J’ai le sentiment que l’annonce d’un attentat chasse l’autre.

Hébétées, révoltées, groggy… Nous avons été Charlie, Paris et, depuis ce début d’année nous sommes Bruxelles, Zliten, Istanbul, Ouagadougou, Tel Aviv, Bagdad, Peshawar, Kaboul, Jalalabad, Bruxelles…

Sentiments diffus et mélangés de peur, d’inquiétude et d’incompréhension

Tout d’abord, j’ai peur que l’on s’habitue : que la violence, cette forme de violence fasse partie du quotidien et que les attentats deviennent un risque comme un autre, au même titre que les accidents de la route ! J’ai peur qu’un jour, on nous annonce au 20h le décompte mensuel des morts par attentats et l’on compare les statistiques d’une année sur l’autre !

C’est ça : j’ai peur que l’horreur devienne des statistiques: des courbes et des camemberts.

Tout le monde se souvient des attentats du Word Trade Center, chacun sait où il se trouvait, au moment où la stupeur s’est mêlée à l’incrédulité. On a la même attitude face à ceux de Paris qui nous touchent particulièrement… Mais ensuite… qui sait la date de celui de Bagdad ? qui sait combien de morts à Jalalabad? Un scoop chasse l’autre ; mais surtout c’est le signe, je le crains, que le monde s’habitue à l’horreur

Les attentats du Cameroun me laissent un goût particulièrement amer car ce sont le plus souvent des femmes et des adolescentes qui officient en donneuses de mort. En janvier une trentaine d’attentats suicides ont faits près de 100 morts. Le 25 janvier, quatre adolescentes bardées d’explosifs se font exploser sur le marché de Bodo au nord du pays tuant plus d’une trentaine de personnes.

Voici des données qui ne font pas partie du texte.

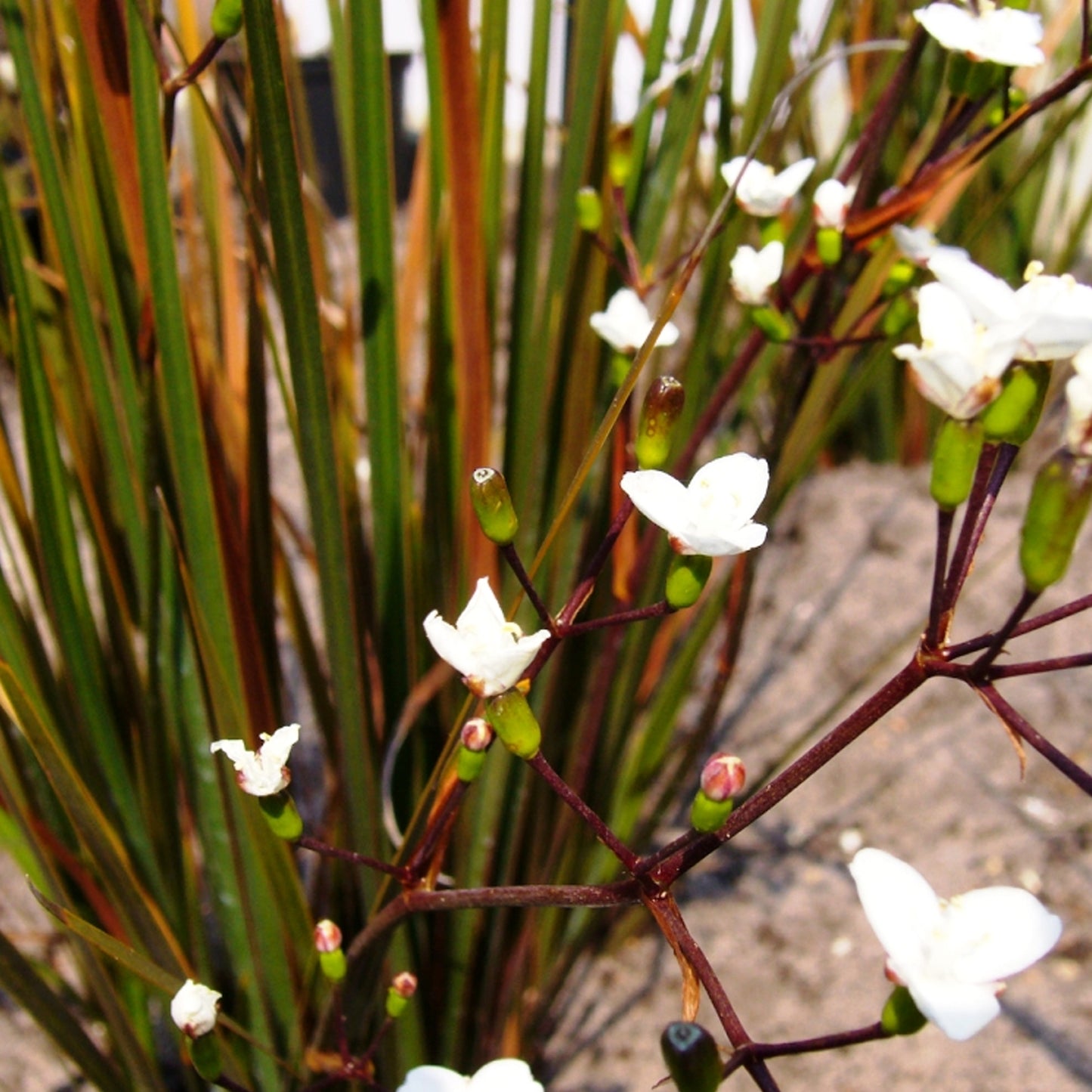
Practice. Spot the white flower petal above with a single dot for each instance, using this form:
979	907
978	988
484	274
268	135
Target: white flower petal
434	1079
505	1075
899	903
626	323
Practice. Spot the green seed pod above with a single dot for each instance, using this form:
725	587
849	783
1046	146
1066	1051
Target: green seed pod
691	1057
1060	501
1013	416
954	460
469	763
513	721
282	816
226	19
493	506
686	578
708	815
589	209
901	1016
660	411
333	964
204	1055
829	245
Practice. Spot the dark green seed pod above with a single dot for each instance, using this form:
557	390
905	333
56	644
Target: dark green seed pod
1060	501
691	1056
954	460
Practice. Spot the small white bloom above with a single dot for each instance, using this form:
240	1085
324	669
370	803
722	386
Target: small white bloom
490	652
917	245
831	203
951	954
712	515
262	772
505	1075
759	190
960	363
193	1008
1052	316
755	272
1003	35
626	323
1079	403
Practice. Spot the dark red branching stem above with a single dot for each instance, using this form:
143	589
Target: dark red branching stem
832	1042
316	846
602	831
1016	723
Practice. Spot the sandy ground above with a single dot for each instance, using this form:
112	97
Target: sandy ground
840	600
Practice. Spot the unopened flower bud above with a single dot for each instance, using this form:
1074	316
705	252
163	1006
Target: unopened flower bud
193	1009
691	1056
722	777
226	19
901	1016
620	155
686	578
403	986
513	721
1060	501
659	414
589	209
1013	416
954	459
493	506
281	814
474	743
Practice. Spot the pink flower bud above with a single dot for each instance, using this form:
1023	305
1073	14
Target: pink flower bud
476	735
404	984
722	777
326	936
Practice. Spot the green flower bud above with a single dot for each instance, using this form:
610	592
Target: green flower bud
829	245
204	1055
1060	501
691	1057
589	209
403	986
686	578
513	721
954	460
772	323
901	1016
493	506
226	19
660	411
281	814
1013	416
708	815
620	155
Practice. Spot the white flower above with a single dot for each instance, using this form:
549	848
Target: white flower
755	272
1079	403
960	363
490	652
505	1075
831	203
1003	35
918	245
951	954
714	515
1052	316
193	1008
626	323
759	190
262	772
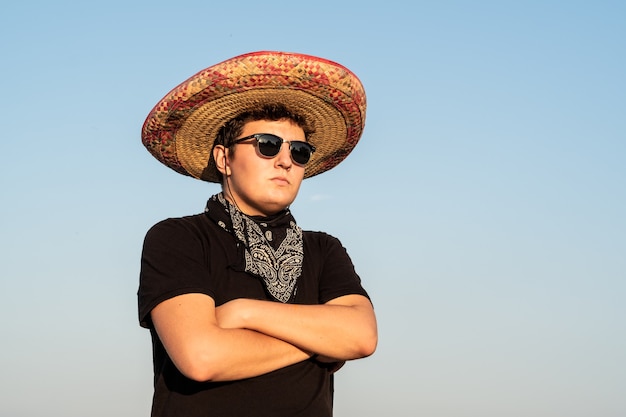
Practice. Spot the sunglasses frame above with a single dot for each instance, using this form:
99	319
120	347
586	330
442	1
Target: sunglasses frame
257	137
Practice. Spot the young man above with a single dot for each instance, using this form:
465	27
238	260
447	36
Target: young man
250	315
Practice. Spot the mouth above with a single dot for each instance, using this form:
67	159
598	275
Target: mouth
280	180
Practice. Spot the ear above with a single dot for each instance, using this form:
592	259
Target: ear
220	155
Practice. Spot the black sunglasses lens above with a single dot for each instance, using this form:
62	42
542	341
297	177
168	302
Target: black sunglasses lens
269	145
300	152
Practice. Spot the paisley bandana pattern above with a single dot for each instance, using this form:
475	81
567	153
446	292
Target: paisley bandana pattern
273	249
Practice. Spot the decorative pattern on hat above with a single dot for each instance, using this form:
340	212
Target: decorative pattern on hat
181	129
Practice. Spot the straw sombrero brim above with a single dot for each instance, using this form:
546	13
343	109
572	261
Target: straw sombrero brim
181	129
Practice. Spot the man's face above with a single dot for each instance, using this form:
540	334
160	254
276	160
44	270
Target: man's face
259	185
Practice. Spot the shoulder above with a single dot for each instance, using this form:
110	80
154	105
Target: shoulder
321	240
173	228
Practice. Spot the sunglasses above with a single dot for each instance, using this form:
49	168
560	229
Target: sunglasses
269	145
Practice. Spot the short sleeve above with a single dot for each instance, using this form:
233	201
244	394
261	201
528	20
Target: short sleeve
173	262
338	276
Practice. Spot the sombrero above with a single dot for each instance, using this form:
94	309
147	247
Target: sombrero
181	129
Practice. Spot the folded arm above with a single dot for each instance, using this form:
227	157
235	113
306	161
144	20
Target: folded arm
342	329
203	351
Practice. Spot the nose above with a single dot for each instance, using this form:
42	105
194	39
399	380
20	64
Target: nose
283	159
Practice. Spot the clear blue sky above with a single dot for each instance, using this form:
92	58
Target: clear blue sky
484	207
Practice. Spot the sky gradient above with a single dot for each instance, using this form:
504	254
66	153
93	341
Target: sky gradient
483	208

La vie n’a-t-elle plus d’autre valeur que le retentissement médiatique qu’elle suscite lorsqu’elle se termine ? Le choc est plus grand lorsqu’une femme est l’origine de cette fin de vie brutale ; L’inconscient collectif peinant à associer la symbolique de la femme qui enfante, qui donne la vie, à l’image de celle qui tue de cette façon barbare, n’hésitant pas à frapper des innocents qui ressemblent à ses propres enfants.

Et moi aussi j’ai du mal à admettre cela !

Je sais que nous ne vivons pas au pays des Bisounours avec des jeunes filles en fleurs, des femmes aimantes et tendres et des grands-mères gâteaux ! Moi-même, si on fait du mal à ceux que j’aime, je pense que j’aurai envie de tuer.. Mais jamais de cette façon aveugle!!

Historiquement les « kamikazes » japonais constituaient une armée régulière qui combattait des objectifs militaires ; Sans applaudir des deux mains à cette pratique, on est tout de même loin du terrorisme où les cibles sont des civils, et où les actions se situent clairement en infraction au « droit de la guerre ». Je suis révoltée quand je me souviens des guerres ancestrales où les femmes ont été butins, trophées ce qui me révolte au plus haut point ! Mais maintenant voilà que certaines deviennent des armes et là je suis en colère.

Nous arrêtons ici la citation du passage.